Why "competent" practices?

Like Duvall and Chowdhury, though perhaps for slightly different reasons, I question this. Maybe it's the word choice I dislike: 'competent' implies for me some sort of previously established 'rule' (and hence power) of what 'correct' or 'good' behavior means. And of course there are such rules. We don't go around wearing our underwear on the outside (at least mostly...). But it leaves unquestioned the fact that somebody/ies got to decide and implement said [sartorial] correctness in the first place - that these practices were constructed as 'competent' at some point in the past and probably replaced some other set of 'competent' - now 'incompetent' - practices [i.e. corsets or hoop skirts]. 'Competent' also connotes a certain judgement value as well.
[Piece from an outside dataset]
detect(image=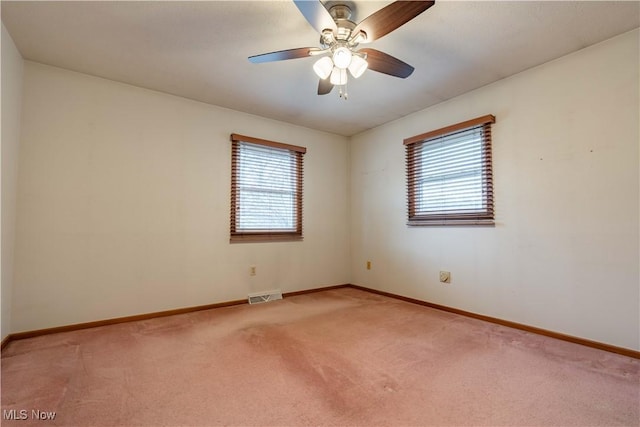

Not just in that if you see a man walking around in his underoos you might think he was nuts. But also as the analyst, you are making that judgement (good/bad; right/wrong) in categorizing one set of practices as one or the other. This seems problematic to me.

I mean, I get that we (as analysts) also live within a world of established ways of being, and therefore we partake of the same (or similar) tacit knowledge that we study, and I certainly don't mean to suggest that it is possible to take the analyst out of the equation all together in the mind/world dualist way. And I also get that the authors in this book are calling attention to practices that unfold within established ways of being and doing. But can't there be something else? Duvall and Chowdhury point out that not everyone feels the same way about what's going on, and whether or not a given practice should be considered common. They therefore argue that 'competent' misses the spaces of contestation where 'incompetent' tries to assert itself as the new Background. True. But I think I prefer 'dominant' or something else that softens the normative bite of judgement attached to the scholar as she categorizes. The word irks me.

Also, is there such a thing as 'private' practice? Or is that akin to Wittgenstein's private language games?

And what is a non-discursive practice, anyway?

I have been thinking a lot recently about the relationship between discourse and practice. Without really knowing the answer to the last question, I'm tempted to disagree with Foucault's distinction between discursive and non-discursive practices: in that - as Adler & Pouliot point out in their introduction, practices are inherently social, and it strikes me that all social interactions must have some sort of 'language' (broadly speaking) that necessitates a common understanding of what's going on. Lene Hansen develops this a bit further in her chapter (which, as a poststructuralist, made the most sense to me) - when she distinguishes that specific practices only make sense (or don't make sense) with regard to a general practice (292-294).

Finally, if language and practice are intertwined so that one doesn't make sense without the other, or, more radically, one is the other, how do you design/structure a research project in a way that reads logically (linearly) yet accurately describes this co-constituted, recursive, simultaneous meaning-making?

I have A TON more to say about this book - particularly about Bially Mattern's and Hansen's chapters - as well as Pouliot's previous articles on practice and how this relates to Neumann's own description of practice, so I might post again or save it for class. But these are my initial reactions to the book.

Oh, right. Another comment: Adler & Pouliot say that their aim is to create space in IR for scholars of all paradigmatic/methodological backgrounds to partake in a single conversation, but does this really work? They might all be talking about 'practices', but are they talking to each other or merely over? I haven't made up my mind.




1 Comments:

Blogger Unknown said...

The timing of readings in this class has been fascinating. PTJ and I both listened to a panel at ISA-NE this weekend regarding pragmatism where Dan Green from Delaware took a sledgehammer to pragmatism, arguing that it is redundantly trying to do what constructivists have already accomplished. Although I thought the panels defense against this claim was on point and tremendously compelling, I wanted to bring this question into the classroom. What are Adler and Pouliot doing here that has not yet been done by constructivists? (A lot, I think, but we can discuss in person).